Brussels airport closed until Tuesday

Laachraoui was only known by the alias Soufiane Kayal until this week. Photo: Belgian police/ BBC

Brussels international airport will not reopen before Tuesday, authorities say, following attacks in the Belgian capital that left 31 dead.

Zaventem airport was the first target on 22 March, with two suicide bombers triggering explosions in the departures hall.

An hour later, 20 people died in the suicide bombing of a metro station.

Belgian prosecutors on Saturday announced that one arrested man had now been charged with terrorist offences.

So-called Islamic State (IS) has said it carried out both the Brussels attacks, and the ones in Paris, in which 130 people died.

US President Barack Obama on Saturday said that Muslims must not be stigmatised following the attacks, as this would play "right into the hands of terrorists".


Brussels airport authorities said the "investigative work related to the judicial inquiry into the airport terminal has been completed" but that passenger activity could not resume before Tuesday.

A team of airport engineers and technicians is being given access to the terminal building for the first time since the attack.

They will assess the damage and stability of the building. The airport authorities will also install new security measures.

The airport check-in area suffered severe damage when two blasts seconds apart hit opposite ends of the departures hall.

Some people fleeing the first blast were caught by the second.

The two suicide bombers there have been identified by DNA as Najim Laachraoui and Brahim el-Bakraoui. They were pictured in an airport CCTV image before the explosions with a third man, on the right of the picture, who is yet to be identified or apprehended.

Brahim's brother, Khalid el-Bakraoui, carried out the attack on the Maelbeek metro attack.

The BBC's Anna Holligan in Brussels says buses there are running and most metro stations have reopened but there are still soldiers patrolling the streets and although people are defiant, they are aware that there are possibly still other suspects at large.

Police in Belgium on Saturday continued operations to search for members of the terror cell, in particular the missing man from the airport image and a man suspected of aiding the metro attack.

But prosecutors denied the murder of a security official at the Fleurus nuclear research centre was a terrorist act, the Belga news agency reported.

Didier Prospero was found dead in his bathroom by his children on Thursday in the town of Froidchapelle. He had been shot four times and his dog was also killed.

Belga quoted the Charleroi prosecutor's office as also denying media reports that Prospero's security access badge had been stolen. The prosecutor said criminal investigators and not terrorism specialists were investigating.

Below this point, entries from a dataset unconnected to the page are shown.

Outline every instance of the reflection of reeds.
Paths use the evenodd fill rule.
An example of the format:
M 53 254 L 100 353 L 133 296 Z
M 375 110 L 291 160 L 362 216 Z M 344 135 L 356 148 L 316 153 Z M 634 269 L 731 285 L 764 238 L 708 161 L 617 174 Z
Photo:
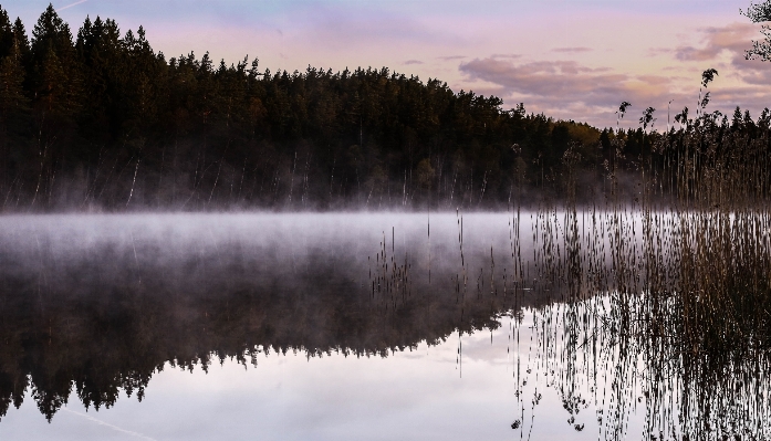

Twelve people were arrested on Thursday and Friday in police raids in Belgium, France and Germany.

The key suspect, Salah Abdeslam, was detained in a raid in Brussels on 18 March. Police said he was initially co-operative.

But Belgian Justice Minister Koen Geens later confirmed in parliament that Abdeslam "no longer wants to talk since [Tuesday's] attacks".

The government has come in for criticism that it did not do enough to prevent the attacks.

Two minister offered to resign after Turkey said it had alerted Belgium about Brahim el-Bakraoui, before deporting him.

French President Francois Hollande insisted on Friday that the jihadist network that hit both Paris and Brussels was being "destroyed" but cautioned that threats remained.

A man arrested on Friday in a Paris suburb, Reda Kriket, 34, was alleged to be in the "advanced stage" of plotting an attack.

In his weekly address on Saturday, President Obama paid his respects to the victims, including the two Americans killed and the 14 injured.

He praised the contribution of Muslim-Americans to US society, saying: "We have to reject any attempt to stigmatise Muslim-Americans.

"Such attempts are contrary to our character, to our values, and to our history as a nation built around the idea of religious freedom. It's also counterproductive.

"It plays right into the hands of terrorists who want to turn us against one another."

Meanwhile, US singer Mariah Carey has cancelled her concert, scheduled for Brussels on Sunday, citing security concerns.

More details of those killed in the Brussels attacks have been released. Nationals of 40 countries were caught up in the attacks.